Unfriended is a horror movie told completely through the screen of a single computer. To be more clear, it shows you the “live” monitor of the main character the whole time. The story unfolds through a series of Skype video chats, as well as other popular sites like YouTube and Facebook. The only top site missing was Twitter (maybe because 250 characters wouldn’t add anything of importance). It is an interesting concept, although quite ridiculous. A group of cyber-bullying teenagers are talking online together on the anniversary of a colleague’s suicide when their chat is visited by an unwanted guest. Harassment ensues. I gave it the benefit of the doubt.


I can see many people calling this The Blair Witch Project of the new age. The video calls and status updates explore a whole new format, much like the found footage of a camcorder was a decade ago. I have to hand it to the filmmakers for taking this risk of deviating from the norm. Sure, there have been movies featuring scary people on the internet (see: Fear Dot Com), but no film has ever been this committed to keeping your eyes on the screen within the screen.

Its premise may be creative, but Unfriended is an example of a fresh idea that wasn’t meant to be. The novelty wears off after thirty minutes or so. I didn’t think anything would scare me from the tiny picture-in-picture sized chat screens and I wasn’t proved wrong. The kills were poorly done; obvious digital blood spatters and silly murder weapons. Maybe if I didn’t need to squint to see them be carried out I would have enjoyed them more. The best death comes from something simple: a gun. This scene has by far the most tension and should have been used as the tent pole to model the other killings after. The story goes exactly the route you would expect with no twists or turns. I started getting bored at the end, wanting it to be over already. Some of the most hostile moments include buffering videos, grayed out unclickable web page buttons, and turning out the lights. I find more terror in real life when the video I’m trying to watch won’t stream.

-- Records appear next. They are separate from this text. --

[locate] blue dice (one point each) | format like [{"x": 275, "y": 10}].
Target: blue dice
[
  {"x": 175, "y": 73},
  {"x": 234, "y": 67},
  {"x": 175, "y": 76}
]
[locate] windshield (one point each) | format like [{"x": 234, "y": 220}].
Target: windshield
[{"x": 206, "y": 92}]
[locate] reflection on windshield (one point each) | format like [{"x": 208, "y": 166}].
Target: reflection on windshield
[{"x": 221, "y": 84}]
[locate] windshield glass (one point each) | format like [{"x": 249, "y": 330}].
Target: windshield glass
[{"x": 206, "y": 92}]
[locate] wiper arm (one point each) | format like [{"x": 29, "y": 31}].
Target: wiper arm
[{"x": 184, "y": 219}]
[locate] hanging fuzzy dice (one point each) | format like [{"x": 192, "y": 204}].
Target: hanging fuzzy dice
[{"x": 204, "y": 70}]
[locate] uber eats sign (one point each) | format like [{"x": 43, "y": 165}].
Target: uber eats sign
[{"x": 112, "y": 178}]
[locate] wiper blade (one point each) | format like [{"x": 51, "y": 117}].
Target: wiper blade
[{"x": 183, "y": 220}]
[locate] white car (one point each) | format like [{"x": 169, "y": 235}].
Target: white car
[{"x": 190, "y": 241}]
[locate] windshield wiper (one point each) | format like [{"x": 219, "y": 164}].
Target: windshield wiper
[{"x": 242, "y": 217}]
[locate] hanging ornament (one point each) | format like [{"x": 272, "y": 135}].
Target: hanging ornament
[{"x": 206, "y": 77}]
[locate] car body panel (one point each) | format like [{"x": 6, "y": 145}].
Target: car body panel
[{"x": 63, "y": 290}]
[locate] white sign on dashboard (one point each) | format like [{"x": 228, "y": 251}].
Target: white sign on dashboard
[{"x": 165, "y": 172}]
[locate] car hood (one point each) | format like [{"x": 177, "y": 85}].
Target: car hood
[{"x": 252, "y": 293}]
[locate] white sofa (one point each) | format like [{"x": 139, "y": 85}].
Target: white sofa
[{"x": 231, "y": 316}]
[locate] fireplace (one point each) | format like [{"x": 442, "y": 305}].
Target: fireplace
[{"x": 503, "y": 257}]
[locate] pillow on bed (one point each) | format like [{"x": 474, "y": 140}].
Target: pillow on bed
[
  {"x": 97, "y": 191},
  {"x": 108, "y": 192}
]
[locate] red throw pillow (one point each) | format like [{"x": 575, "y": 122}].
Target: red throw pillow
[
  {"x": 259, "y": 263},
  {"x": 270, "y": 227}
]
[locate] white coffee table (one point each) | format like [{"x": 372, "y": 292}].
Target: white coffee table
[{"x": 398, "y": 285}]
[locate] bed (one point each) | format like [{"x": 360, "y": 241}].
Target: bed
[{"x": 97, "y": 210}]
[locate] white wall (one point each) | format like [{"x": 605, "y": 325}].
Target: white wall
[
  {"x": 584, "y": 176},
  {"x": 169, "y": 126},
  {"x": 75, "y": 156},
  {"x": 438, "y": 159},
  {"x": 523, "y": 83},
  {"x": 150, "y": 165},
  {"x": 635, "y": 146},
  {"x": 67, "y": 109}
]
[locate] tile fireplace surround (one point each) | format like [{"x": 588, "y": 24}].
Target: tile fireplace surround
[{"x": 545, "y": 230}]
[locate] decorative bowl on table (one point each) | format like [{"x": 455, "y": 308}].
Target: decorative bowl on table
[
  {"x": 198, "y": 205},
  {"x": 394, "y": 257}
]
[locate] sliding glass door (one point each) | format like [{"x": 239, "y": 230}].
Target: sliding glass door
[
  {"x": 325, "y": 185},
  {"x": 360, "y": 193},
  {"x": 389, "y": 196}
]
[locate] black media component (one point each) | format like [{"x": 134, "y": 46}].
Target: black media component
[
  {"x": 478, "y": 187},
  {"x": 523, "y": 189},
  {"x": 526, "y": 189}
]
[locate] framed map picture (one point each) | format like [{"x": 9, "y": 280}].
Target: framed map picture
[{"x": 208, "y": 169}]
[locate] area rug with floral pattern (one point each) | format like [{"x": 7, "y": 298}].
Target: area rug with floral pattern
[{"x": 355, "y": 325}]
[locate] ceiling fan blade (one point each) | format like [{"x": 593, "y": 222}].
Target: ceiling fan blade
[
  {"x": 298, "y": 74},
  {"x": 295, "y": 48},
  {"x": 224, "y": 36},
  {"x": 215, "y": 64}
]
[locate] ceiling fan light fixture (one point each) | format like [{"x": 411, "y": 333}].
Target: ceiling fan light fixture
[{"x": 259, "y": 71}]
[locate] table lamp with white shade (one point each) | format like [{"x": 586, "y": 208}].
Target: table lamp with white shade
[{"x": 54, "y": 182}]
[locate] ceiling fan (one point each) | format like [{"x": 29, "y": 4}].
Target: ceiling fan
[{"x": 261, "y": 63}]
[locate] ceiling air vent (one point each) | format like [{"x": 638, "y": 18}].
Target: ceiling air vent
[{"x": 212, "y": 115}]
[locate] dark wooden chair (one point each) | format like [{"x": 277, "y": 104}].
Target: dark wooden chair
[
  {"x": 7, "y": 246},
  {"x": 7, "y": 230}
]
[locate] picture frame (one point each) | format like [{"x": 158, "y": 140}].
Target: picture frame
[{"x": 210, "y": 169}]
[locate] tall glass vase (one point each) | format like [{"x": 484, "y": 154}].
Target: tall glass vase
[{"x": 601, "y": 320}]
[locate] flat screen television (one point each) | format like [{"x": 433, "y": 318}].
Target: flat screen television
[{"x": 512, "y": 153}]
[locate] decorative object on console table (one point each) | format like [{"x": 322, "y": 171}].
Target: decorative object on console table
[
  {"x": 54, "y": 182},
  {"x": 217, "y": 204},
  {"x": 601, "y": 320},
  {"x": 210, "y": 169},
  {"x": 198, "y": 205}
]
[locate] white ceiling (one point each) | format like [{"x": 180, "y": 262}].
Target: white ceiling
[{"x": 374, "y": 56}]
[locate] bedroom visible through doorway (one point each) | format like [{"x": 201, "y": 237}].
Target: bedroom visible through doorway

Digital noise plagues the faces of the teens throughout Unfriended. It gets progressively worse as the film goes on but it never amounts to anything. I was hoping for one kill scene the unsettling static would suddenly take over a character’s whole body, completely engulfing and smothering/crushing them to death. That’s only one thing I would have changed out of many, but I unfortunately don’t have that kind of power (yet). I appreciate the message of Unfriended. It is, in general, to be a better person and treat others with more respect. Not just on social media, but all the time. It’s a shame this idea didn’t have a better movie built around it. Even though I would classify this as a bad movie, I would still recommend a curious viewing by those who have ever felt the spine-chilling notion of someone on the internet not being who or what they seem.